Noting that states and extremist groups around the world possess weapons of mass destruction, Dhanapala warned of the "serious environmental and economic costs" of producing such weapons in spite of international commitments to do the opposite.
The world's eight nuclear-weapon states maintain over 17,000 nuclear warheads, 93 percent of which belong to the United States and Russia. China has nearly 400 warheads, France 348, and Israel and Britain about 200 each.
India is believed to have more than 30 and Pakistan more than 40 nuclear weapons, according to Sipri, a Sweden-based think-tank that tracks of world weapons production and export.
But the race to spend money goes beyond nuclear weapons. The United States plans to spend over eight billion dollars on its so-called Star Wars research and development while having already spent billions of dollars on this and other activities related to building up its missile defense system, according to the Defense Information Center.
Meanwhile, the UN Development Program (UNDP) reports that more than one billion people do not have access to safe drinking water or adequate sanitation, and each year over three million people die from diseases linked to this deficiency.
Peace groups complain that the WSSD, the 10-year follow-up to the 1992 Earth Summit in Rio de Janeiro, failed to include any reference to the environmental impact of wars, weapons production, and the direct connection between the petroleum industry and the military.

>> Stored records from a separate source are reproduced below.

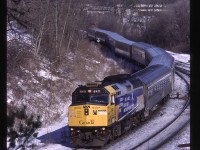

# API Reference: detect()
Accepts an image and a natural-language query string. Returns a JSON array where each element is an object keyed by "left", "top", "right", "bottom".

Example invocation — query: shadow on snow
[{"left": 37, "top": 126, "right": 73, "bottom": 148}]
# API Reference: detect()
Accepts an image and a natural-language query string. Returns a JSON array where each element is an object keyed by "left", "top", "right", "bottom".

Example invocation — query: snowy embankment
[
  {"left": 7, "top": 25, "right": 190, "bottom": 150},
  {"left": 34, "top": 52, "right": 190, "bottom": 150}
]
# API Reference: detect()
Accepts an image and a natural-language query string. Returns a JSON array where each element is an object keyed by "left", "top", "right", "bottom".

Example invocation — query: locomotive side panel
[
  {"left": 146, "top": 72, "right": 172, "bottom": 109},
  {"left": 131, "top": 45, "right": 146, "bottom": 65},
  {"left": 68, "top": 105, "right": 108, "bottom": 127},
  {"left": 116, "top": 87, "right": 144, "bottom": 121}
]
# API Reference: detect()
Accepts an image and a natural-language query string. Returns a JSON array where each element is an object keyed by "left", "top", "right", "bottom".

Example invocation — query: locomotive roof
[
  {"left": 132, "top": 65, "right": 170, "bottom": 84},
  {"left": 93, "top": 29, "right": 135, "bottom": 45},
  {"left": 148, "top": 53, "right": 174, "bottom": 67}
]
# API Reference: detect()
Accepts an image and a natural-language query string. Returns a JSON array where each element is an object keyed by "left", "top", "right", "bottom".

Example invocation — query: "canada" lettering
[{"left": 79, "top": 120, "right": 94, "bottom": 125}]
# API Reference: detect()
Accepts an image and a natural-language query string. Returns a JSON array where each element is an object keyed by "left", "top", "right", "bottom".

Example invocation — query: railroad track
[{"left": 97, "top": 63, "right": 190, "bottom": 150}]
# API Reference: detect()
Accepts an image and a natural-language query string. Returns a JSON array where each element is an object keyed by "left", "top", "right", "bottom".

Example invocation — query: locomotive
[{"left": 68, "top": 28, "right": 175, "bottom": 147}]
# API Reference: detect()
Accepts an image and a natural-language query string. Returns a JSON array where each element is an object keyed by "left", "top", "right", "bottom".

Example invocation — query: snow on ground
[
  {"left": 167, "top": 51, "right": 190, "bottom": 63},
  {"left": 33, "top": 53, "right": 190, "bottom": 150}
]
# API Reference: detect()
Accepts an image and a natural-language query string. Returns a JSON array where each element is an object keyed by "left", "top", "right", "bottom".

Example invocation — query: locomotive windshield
[{"left": 72, "top": 89, "right": 108, "bottom": 104}]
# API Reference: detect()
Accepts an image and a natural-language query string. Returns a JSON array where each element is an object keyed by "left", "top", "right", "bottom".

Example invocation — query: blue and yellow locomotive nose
[
  {"left": 68, "top": 82, "right": 116, "bottom": 127},
  {"left": 68, "top": 105, "right": 108, "bottom": 127}
]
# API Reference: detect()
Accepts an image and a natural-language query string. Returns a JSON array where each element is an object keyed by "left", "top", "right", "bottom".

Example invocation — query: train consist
[{"left": 68, "top": 28, "right": 174, "bottom": 147}]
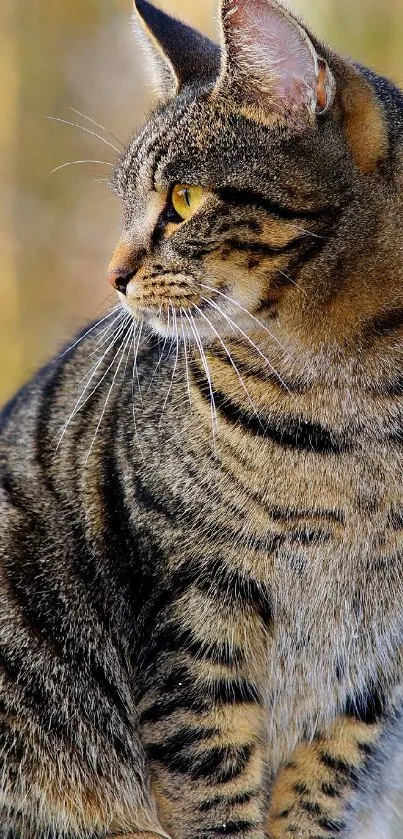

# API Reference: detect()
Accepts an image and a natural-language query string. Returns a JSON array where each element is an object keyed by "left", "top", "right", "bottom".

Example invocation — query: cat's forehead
[{"left": 116, "top": 96, "right": 279, "bottom": 199}]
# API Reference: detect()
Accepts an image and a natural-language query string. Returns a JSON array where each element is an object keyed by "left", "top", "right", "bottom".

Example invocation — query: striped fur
[{"left": 0, "top": 0, "right": 403, "bottom": 839}]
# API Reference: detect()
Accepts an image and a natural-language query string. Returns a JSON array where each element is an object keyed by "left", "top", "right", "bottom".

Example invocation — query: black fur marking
[
  {"left": 195, "top": 557, "right": 273, "bottom": 626},
  {"left": 320, "top": 752, "right": 359, "bottom": 787},
  {"left": 147, "top": 738, "right": 254, "bottom": 783},
  {"left": 189, "top": 362, "right": 351, "bottom": 455},
  {"left": 321, "top": 783, "right": 341, "bottom": 798},
  {"left": 365, "top": 309, "right": 403, "bottom": 338},
  {"left": 139, "top": 693, "right": 211, "bottom": 725},
  {"left": 200, "top": 819, "right": 258, "bottom": 839},
  {"left": 222, "top": 236, "right": 306, "bottom": 258},
  {"left": 294, "top": 781, "right": 311, "bottom": 795},
  {"left": 300, "top": 801, "right": 323, "bottom": 816},
  {"left": 344, "top": 689, "right": 385, "bottom": 725},
  {"left": 317, "top": 818, "right": 346, "bottom": 835},
  {"left": 199, "top": 790, "right": 260, "bottom": 813},
  {"left": 218, "top": 187, "right": 336, "bottom": 220}
]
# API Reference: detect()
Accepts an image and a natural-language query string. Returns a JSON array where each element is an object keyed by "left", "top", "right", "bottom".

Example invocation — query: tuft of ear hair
[
  {"left": 216, "top": 0, "right": 335, "bottom": 126},
  {"left": 134, "top": 0, "right": 220, "bottom": 101}
]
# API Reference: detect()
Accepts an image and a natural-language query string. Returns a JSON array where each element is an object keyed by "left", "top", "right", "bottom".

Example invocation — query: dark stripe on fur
[
  {"left": 189, "top": 361, "right": 351, "bottom": 455},
  {"left": 218, "top": 187, "right": 337, "bottom": 220}
]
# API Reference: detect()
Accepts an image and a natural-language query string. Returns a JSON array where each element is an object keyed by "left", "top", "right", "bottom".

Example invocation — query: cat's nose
[{"left": 108, "top": 243, "right": 146, "bottom": 294}]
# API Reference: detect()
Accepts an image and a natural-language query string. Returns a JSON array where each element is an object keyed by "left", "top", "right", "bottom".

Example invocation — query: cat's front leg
[
  {"left": 140, "top": 610, "right": 274, "bottom": 839},
  {"left": 268, "top": 717, "right": 387, "bottom": 839},
  {"left": 140, "top": 680, "right": 266, "bottom": 839}
]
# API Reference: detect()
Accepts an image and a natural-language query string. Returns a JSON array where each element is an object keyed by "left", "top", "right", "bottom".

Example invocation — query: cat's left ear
[
  {"left": 134, "top": 0, "right": 220, "bottom": 100},
  {"left": 216, "top": 0, "right": 335, "bottom": 125}
]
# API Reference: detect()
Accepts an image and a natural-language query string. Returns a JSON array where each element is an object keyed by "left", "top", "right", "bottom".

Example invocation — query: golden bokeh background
[{"left": 0, "top": 0, "right": 403, "bottom": 402}]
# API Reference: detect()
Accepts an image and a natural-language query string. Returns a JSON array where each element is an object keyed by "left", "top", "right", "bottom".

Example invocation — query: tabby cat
[{"left": 0, "top": 0, "right": 403, "bottom": 839}]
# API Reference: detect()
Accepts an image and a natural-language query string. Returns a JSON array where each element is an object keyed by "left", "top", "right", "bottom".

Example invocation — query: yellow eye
[{"left": 172, "top": 184, "right": 204, "bottom": 221}]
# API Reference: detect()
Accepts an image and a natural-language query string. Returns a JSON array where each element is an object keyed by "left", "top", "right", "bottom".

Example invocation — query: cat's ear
[
  {"left": 134, "top": 0, "right": 220, "bottom": 100},
  {"left": 216, "top": 0, "right": 335, "bottom": 124}
]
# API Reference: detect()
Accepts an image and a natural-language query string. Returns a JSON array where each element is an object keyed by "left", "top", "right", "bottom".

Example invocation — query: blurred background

In Dhanapala's view, the Johannesburg meeting was "the ideal moment" for the international community to re-evaluate the central achievement of the 1987 Conference on Disarmament.
According to that meeting: "The world can either continue to pursue the arms race with characteristic vigor or move consciously and with deliberate speed towards a more stable and balanced social and economic development within a more sustainable international political order. It cannot do both."
* Haider Rizvi is an IPS correspondent.